The euro single currency area must shore itself up with reforms or face renewed threats of a breakup when a new economic crisis strikes, a top European Central Bank (ECB) official warned on Friday.
“Even a small downturn could create large economic and social costs. It could, once again, test the cohesiveness of the currency union,” ECB board member Benoit Coeure said at a conference in Ljubljana, Slovenia.
Optimism has returned to the 19-nation single currency area in the past few months, as the economy appears finally to be climbing out of the gloom that followed the financial crisis.
GDP growth surged to its fastest pace in a decade at 2.5 percent last year, statistics agency Eurostat said this week.
However, “institutional failings that caused and perpetuated the crisis remain unresolved,” Coeure said. “These are deep-rooted issues that cannot be resolved by a few years of above-trend growth.”

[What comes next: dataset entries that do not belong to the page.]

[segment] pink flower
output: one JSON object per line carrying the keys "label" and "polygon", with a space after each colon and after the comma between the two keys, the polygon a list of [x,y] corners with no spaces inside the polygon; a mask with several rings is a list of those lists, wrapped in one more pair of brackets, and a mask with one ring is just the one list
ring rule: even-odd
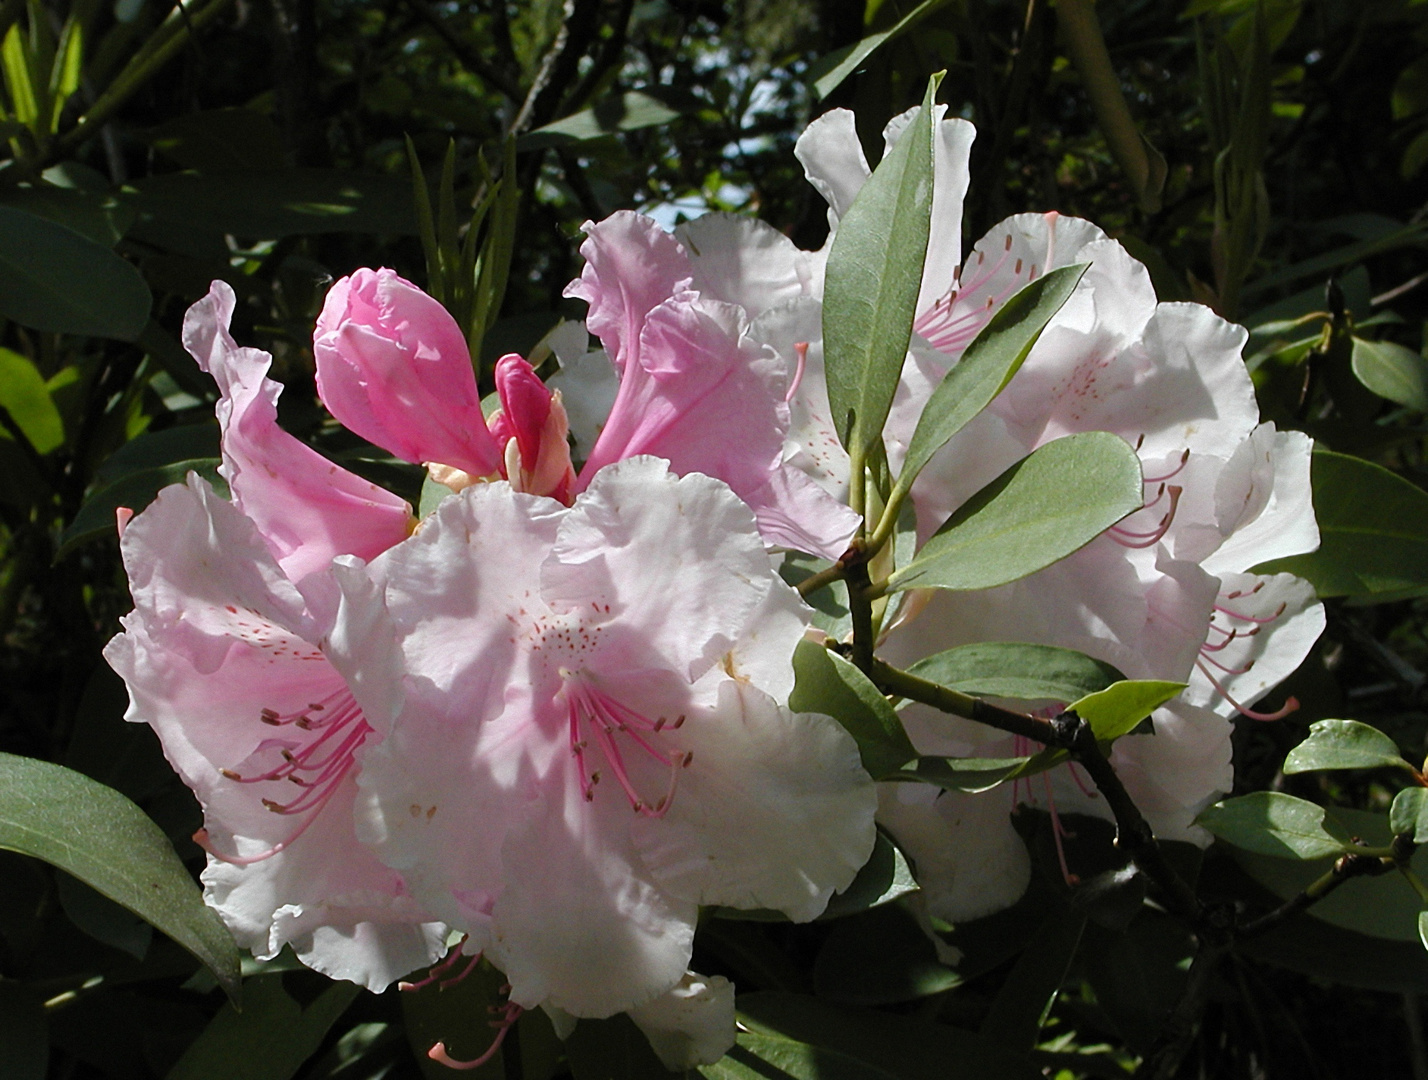
{"label": "pink flower", "polygon": [[385,609],[351,603],[407,676],[359,835],[514,1005],[652,1003],[699,905],[810,919],[866,860],[852,740],[779,704],[808,611],[722,483],[637,457],[570,508],[474,485],[371,571]]}
{"label": "pink flower", "polygon": [[312,348],[318,393],[343,426],[403,461],[499,472],[465,335],[395,271],[358,270],[332,286]]}
{"label": "pink flower", "polygon": [[411,508],[277,426],[272,358],[228,332],[221,281],[183,340],[221,391],[232,502],[196,476],[129,521],[120,542],[135,610],[105,656],[204,809],[205,898],[239,943],[290,944],[310,967],[380,990],[445,947],[445,927],[353,833],[364,745],[390,720],[393,644],[354,621],[370,591],[334,558],[403,540]]}
{"label": "pink flower", "polygon": [[183,321],[184,347],[218,383],[223,465],[234,505],[299,587],[335,555],[376,557],[407,535],[411,507],[278,427],[273,358],[228,332],[233,289],[215,281]]}
{"label": "pink flower", "polygon": [[440,956],[445,927],[353,832],[360,755],[397,705],[369,692],[386,672],[390,695],[390,639],[349,604],[315,614],[254,522],[196,476],[120,546],[135,609],[104,654],[126,719],[154,729],[203,806],[204,896],[238,943],[261,958],[291,945],[373,990]]}

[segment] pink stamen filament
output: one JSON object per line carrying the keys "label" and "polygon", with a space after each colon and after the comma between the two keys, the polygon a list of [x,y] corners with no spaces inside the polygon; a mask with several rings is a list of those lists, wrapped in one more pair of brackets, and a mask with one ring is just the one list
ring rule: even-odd
{"label": "pink stamen filament", "polygon": [[[398,990],[420,990],[422,987],[424,987],[424,986],[430,986],[432,983],[436,982],[437,979],[441,978],[443,975],[445,975],[448,971],[450,971],[453,967],[456,966],[457,962],[461,959],[462,950],[466,947],[466,942],[467,942],[469,939],[470,939],[470,935],[469,935],[469,934],[463,934],[462,937],[461,937],[461,940],[458,941],[455,945],[452,946],[451,951],[450,951],[449,953],[447,953],[445,957],[443,957],[441,960],[438,960],[438,961],[437,961],[435,964],[433,964],[431,967],[427,968],[427,970],[426,970],[426,978],[420,979],[420,980],[418,980],[417,982],[399,982],[399,983],[397,983],[397,989],[398,989]],[[475,957],[473,957],[473,959],[475,959],[475,960],[481,959],[481,954],[480,954],[480,953],[477,953],[477,954],[475,955]],[[466,976],[471,973],[471,968],[472,968],[473,966],[474,966],[474,965],[472,965],[472,964],[467,964],[467,965],[466,965],[466,970],[461,973],[461,975],[459,976],[459,978],[457,978],[457,979],[455,979],[455,980],[451,980],[451,981],[460,982],[461,979],[466,978]],[[444,987],[445,985],[446,985],[446,983],[443,983],[443,984],[442,984],[443,987]]]}
{"label": "pink stamen filament", "polygon": [[[570,749],[575,756],[576,766],[580,772],[581,793],[585,796],[586,801],[595,798],[595,784],[599,781],[600,774],[589,772],[586,768],[585,751],[589,742],[581,737],[582,720],[596,745],[600,747],[601,753],[604,754],[606,762],[615,775],[615,782],[620,785],[620,789],[630,800],[630,805],[634,808],[635,813],[643,814],[646,817],[663,817],[674,801],[674,791],[679,783],[679,773],[682,769],[688,768],[694,755],[690,752],[667,754],[645,738],[641,732],[653,734],[662,731],[666,726],[678,728],[684,723],[684,717],[680,716],[673,724],[669,724],[664,717],[651,720],[590,686],[574,680],[566,683],[565,693],[570,724]],[[658,802],[651,804],[635,788],[634,781],[630,779],[629,771],[625,767],[624,755],[615,741],[617,734],[624,735],[635,746],[669,769],[669,788]]]}
{"label": "pink stamen filament", "polygon": [[[1144,439],[1145,436],[1142,435],[1141,438]],[[1137,445],[1137,449],[1139,449],[1139,445]],[[1180,464],[1179,464],[1179,465],[1175,466],[1175,468],[1171,469],[1171,470],[1170,470],[1168,473],[1166,473],[1164,476],[1147,476],[1147,477],[1145,477],[1144,480],[1142,480],[1142,483],[1146,483],[1146,484],[1161,484],[1161,483],[1164,483],[1166,480],[1173,480],[1175,477],[1177,477],[1177,476],[1180,475],[1181,470],[1185,468],[1185,463],[1186,463],[1187,461],[1189,461],[1189,460],[1190,460],[1190,451],[1187,449],[1187,450],[1185,451],[1185,453],[1183,453],[1183,454],[1180,455]]]}
{"label": "pink stamen filament", "polygon": [[1289,604],[1287,601],[1283,604],[1280,604],[1279,607],[1274,609],[1273,615],[1241,615],[1238,611],[1231,611],[1229,608],[1221,607],[1219,604],[1215,605],[1215,610],[1225,615],[1228,615],[1232,619],[1239,619],[1241,622],[1247,623],[1259,623],[1261,626],[1263,626],[1266,623],[1274,622],[1275,619],[1283,615],[1284,609],[1288,606]]}
{"label": "pink stamen filament", "polygon": [[[328,715],[316,722],[308,722],[309,713],[325,711],[329,705],[334,703],[335,707]],[[265,740],[258,746],[257,752],[279,747],[278,753],[282,757],[282,764],[267,772],[243,776],[232,769],[220,769],[219,771],[227,779],[240,784],[271,783],[282,780],[296,784],[302,790],[291,802],[282,803],[276,799],[263,799],[262,802],[276,814],[305,816],[290,836],[257,855],[229,855],[213,848],[207,829],[200,829],[194,834],[194,842],[199,847],[215,859],[234,866],[251,866],[264,859],[270,859],[286,850],[298,837],[302,836],[341,786],[343,777],[352,768],[353,754],[372,730],[367,725],[362,710],[346,687],[328,695],[322,702],[309,704],[305,709],[296,712],[283,714],[272,709],[264,709],[260,719],[266,724],[293,724],[300,730],[316,731],[318,734],[307,745],[296,750],[292,748],[295,744],[280,740]],[[329,747],[327,745],[329,743],[335,745]],[[325,753],[318,757],[319,751],[323,750]]]}
{"label": "pink stamen filament", "polygon": [[808,366],[808,342],[798,342],[794,345],[793,352],[798,357],[798,366],[793,369],[793,378],[789,381],[788,392],[783,395],[784,404],[793,400],[793,395],[798,393],[798,387],[803,382],[803,369]]}
{"label": "pink stamen filament", "polygon": [[[1229,642],[1225,642],[1225,644],[1228,645]],[[1219,668],[1219,669],[1220,669],[1221,671],[1223,671],[1226,675],[1243,675],[1243,674],[1245,674],[1247,671],[1249,671],[1250,668],[1254,667],[1254,661],[1253,661],[1253,660],[1250,660],[1250,661],[1247,661],[1247,662],[1245,663],[1245,666],[1244,666],[1244,667],[1232,668],[1232,667],[1230,667],[1228,664],[1222,664],[1222,663],[1220,663],[1220,662],[1219,662],[1218,660],[1216,660],[1213,656],[1205,656],[1205,655],[1204,655],[1204,652],[1205,652],[1205,648],[1204,648],[1204,646],[1202,645],[1202,646],[1200,647],[1200,653],[1201,653],[1200,659],[1203,660],[1203,661],[1204,661],[1205,663],[1207,663],[1207,664],[1213,664],[1213,665],[1215,665],[1215,667]]]}
{"label": "pink stamen filament", "polygon": [[520,1019],[521,1013],[525,1012],[519,1005],[510,1001],[504,1005],[492,1005],[491,1011],[499,1013],[501,1018],[491,1021],[491,1026],[496,1028],[496,1037],[480,1057],[473,1061],[458,1061],[446,1052],[446,1044],[440,1042],[428,1050],[426,1056],[440,1065],[445,1065],[448,1069],[460,1069],[463,1072],[468,1069],[479,1069],[496,1056],[496,1052],[501,1049],[501,1043],[506,1041],[506,1032],[511,1030],[511,1025]]}
{"label": "pink stamen filament", "polygon": [[[1220,633],[1224,634],[1225,640],[1220,642],[1218,645],[1211,645],[1208,641],[1205,642],[1205,644],[1200,646],[1200,651],[1202,653],[1219,652],[1221,649],[1227,648],[1230,642],[1234,641],[1236,638],[1239,637],[1238,630],[1226,630],[1224,627],[1216,626],[1214,623],[1210,624],[1210,629],[1218,630]],[[1258,627],[1256,627],[1256,629],[1258,629]],[[1251,631],[1251,633],[1253,633],[1253,631]],[[1246,636],[1248,637],[1249,635]]]}
{"label": "pink stamen filament", "polygon": [[1296,697],[1291,697],[1288,701],[1284,703],[1281,708],[1276,709],[1272,713],[1256,712],[1254,709],[1251,709],[1245,705],[1241,705],[1238,701],[1232,698],[1229,694],[1229,691],[1225,689],[1224,684],[1220,682],[1219,679],[1215,678],[1215,676],[1211,675],[1210,669],[1205,667],[1205,665],[1201,663],[1201,661],[1196,660],[1195,666],[1200,669],[1200,673],[1204,675],[1205,678],[1210,680],[1210,685],[1220,692],[1220,696],[1223,697],[1226,701],[1228,701],[1230,705],[1234,708],[1235,712],[1239,713],[1241,716],[1246,716],[1251,720],[1283,720],[1286,716],[1288,716],[1290,713],[1294,712],[1299,708],[1299,699]]}
{"label": "pink stamen filament", "polygon": [[1051,838],[1056,842],[1056,861],[1061,864],[1061,878],[1067,885],[1079,885],[1081,879],[1071,873],[1071,868],[1066,865],[1066,847],[1061,843],[1063,836],[1074,840],[1076,834],[1068,832],[1061,824],[1061,815],[1056,812],[1056,796],[1051,794],[1051,774],[1042,773],[1041,782],[1046,788],[1046,809],[1051,814]]}
{"label": "pink stamen filament", "polygon": [[[1176,508],[1180,505],[1180,492],[1182,489],[1171,484],[1166,490],[1170,492],[1170,509],[1167,510],[1165,516],[1160,519],[1160,524],[1150,532],[1137,532],[1134,529],[1126,529],[1120,525],[1112,525],[1106,530],[1106,532],[1110,534],[1111,539],[1120,544],[1121,547],[1127,548],[1148,548],[1158,544],[1161,538],[1170,531],[1170,524],[1175,520]],[[1157,501],[1159,501],[1158,497]],[[1153,506],[1154,503],[1151,505]],[[1142,507],[1142,509],[1145,508]],[[1136,512],[1139,513],[1139,511]]]}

He outlined three “lines of defense” that policymakers should fortify to brace the eurozone against future shocks.
First, financial and service industry markets should be more closely integrated across Europe to better absorb potential blows without calling on taxpayer funds, Coeure said, while incentives for national governments to reform their economies while the sun is shining must be rethought.
Second, governments must create “fiscal space” — reducing spending to build up a financial buffer for bad times — while the European Stability Mechanism, cobbled together during the crisis to lend to stricken states, should have a broader mandate and be turned into a formal Brussels institution, he said.
Third, the euro area “needs a fiscal instrument that can help it cope with large shocks without having to rely excessively on the ECB,” Coeure added.
French President Emmanuel Macron has made creating a eurozone budget controlled by a common finance minister a key plank of his drive to reform the bloc, and conservative German Chancellor Angela Merkel has sounded cautiously open to such plans as coalition talks come to a head with the centre-left Social Democratic Party.
Yet, there remain deep differences between Berlin, Paris and other eurozone members about whether a shared budget is necessary or desirable and what it should be used for if created.
Coeure urged at least “visible progress on the first two” of his proposed lines of defense — in part to spare the ECB from the risk of overstepping its legal bounds.
It has set interest rates at historic lows and bought almost 2.3 trillion euros (US$2.87 trillion) of government and corporate bonds, fulfilling ECB President Mario Draghi’s 2012 promise to do “whatever it takes” to safeguard the single currency.